Real-world evals of the OpenAI's o1, the first "thinking" model

Paper | Live Deep Research Bench Leaderboard

Key Takeaways

OpenAI's o1 model, the first thinking/reasoning model to be made commercially available, was able to solve some new complex tasks no non-thinking model at the time could solve
OpenAI o1 and Claude Sonnet 3.5 significantly outperformed other LLMs including GPT-4o on complex real-world tasks
o1 shows high variance: sometimes completely aces tasks others struggle with, but often performs average
Most agents made meaningful progress but fell short of good end-to-end performance on all but the simplest tasks
Llama 3.1 405B and GPT-4o-mini showed limited usefulness for multi-step agent tasks

Average scores across tasks showing performance comparison of different LLMs

Evaluating LLMs on Real-World White-Collar Tasks

We evaluated traces line-by-line of openai-o1, gpt-4o, claude-sonnet-3.5, and llama-405b, with several agent architectures, on 8 real-world, white-collar tasks where we knew all the details of what it takes to succeed.

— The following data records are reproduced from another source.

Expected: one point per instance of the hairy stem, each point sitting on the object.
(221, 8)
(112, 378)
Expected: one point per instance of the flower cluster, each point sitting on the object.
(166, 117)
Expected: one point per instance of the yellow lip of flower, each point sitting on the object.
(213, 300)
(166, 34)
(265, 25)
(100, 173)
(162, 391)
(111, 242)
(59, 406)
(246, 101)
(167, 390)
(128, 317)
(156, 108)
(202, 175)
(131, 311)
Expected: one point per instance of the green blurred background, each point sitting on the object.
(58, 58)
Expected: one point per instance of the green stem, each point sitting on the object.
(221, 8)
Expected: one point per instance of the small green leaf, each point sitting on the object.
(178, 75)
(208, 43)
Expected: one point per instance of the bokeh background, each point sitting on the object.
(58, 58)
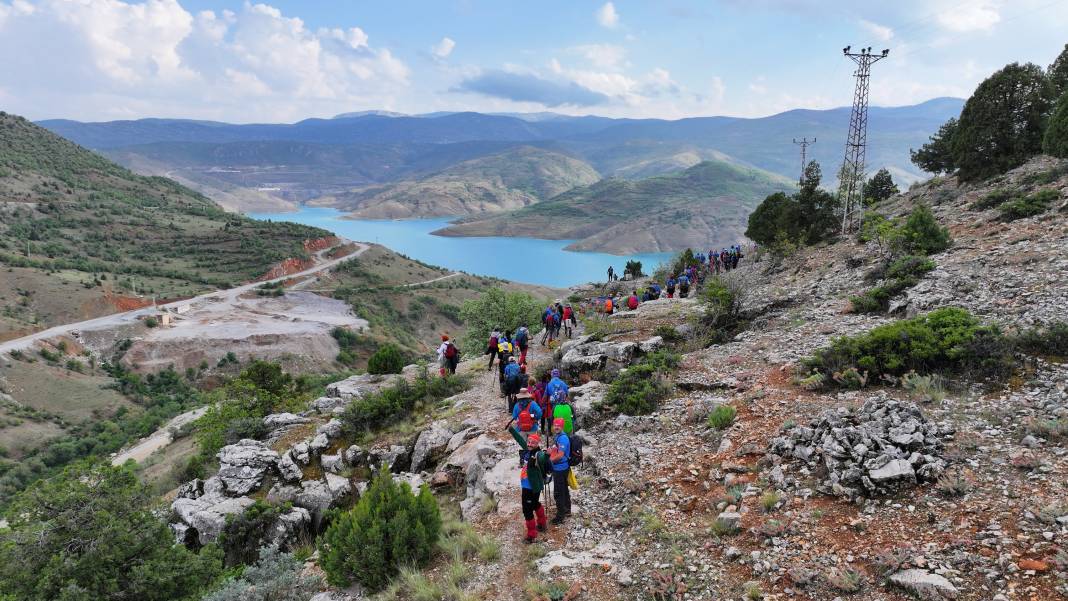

The result? In the words of one of our research scientists: "o1 is very impressive, but pretty moody… sometimes it works great and (almost) completely aces something all other agents struggle with, but often it's distinctly average."

Bottom line: Take o1 for a small chance to go all the way and Sonnet for more consistent performance; gpt-4o is not quite there whereas llama-405b and gpt-4o-mini are barely useful as agents completing tasks that require tool use and 10+ prompted decision points for updating their plans.

Our Evaluation Methodology: Messy White-Collar Tasks with Partial Credit

Our eval is unique in that it is done on "messy" white-collar tasks inspired by work for our customers, and that we have sophisticated partial scores for progress on the numerous things to get right and get wrong.

The tasks were of the nature:

Tracking down the original source of a claim
Compiling a list of AI labs that have trained large models
Figuring out the time after a virus emerged before the first seroprevalence study was published

Performance heatmap showing Architecture x LLM performance across different tasks

Example Task: Estimating Chinese Disposable Income Over 100,000 Yuan

One detailed example task involved estimating the number of Chinese people with more than 100,000 Yuan annual disposable income. This task demonstrated o1's unique approach of breaking tasks into well-defined subtasks and its ability to adapt plans and reject poor data sources.

The evaluation used a sophisticated partial credit scoring system that assessed progress across multiple dimensions, allowing us to measure meaningful advancement even when agents didn't achieve complete success.

Task scorecard showing detailed evaluation metrics

Results: o1 and Sonnet Lead, But End-to-End Performance Remains Challenging

Main Findings

Agents made meaningful progress on tasks of economic value, but fell short of good end-to-end performance on all but the simplest of tasks
OpenAI o1-preview and Claude Sonnet 3.5 noticeably outperformed other LLMs, including GPT-4o
- On average, Sonnet 3.5 was better than o1-preview
- But if you could choose the right architecture for each question—something you would do if the tasks were paid—o1 was better
Both Llama 3.1 405B and GPT-4o-mini were not able to make meaningful progress on most of the tasks
There was significant variation in success with [Architecture x LLM] pairs. Overall, a ReAct agent with the ability to delegate subtasks performed best

Practical Recommendations

For teams deploying LLM agents on complex research tasks, our findings suggest a two-pronged strategy: deploy o1 for high-value tasks where breakthrough performance justifies the variance, and rely on Sonnet 3.5 for workflows requiring predictable, consistent results.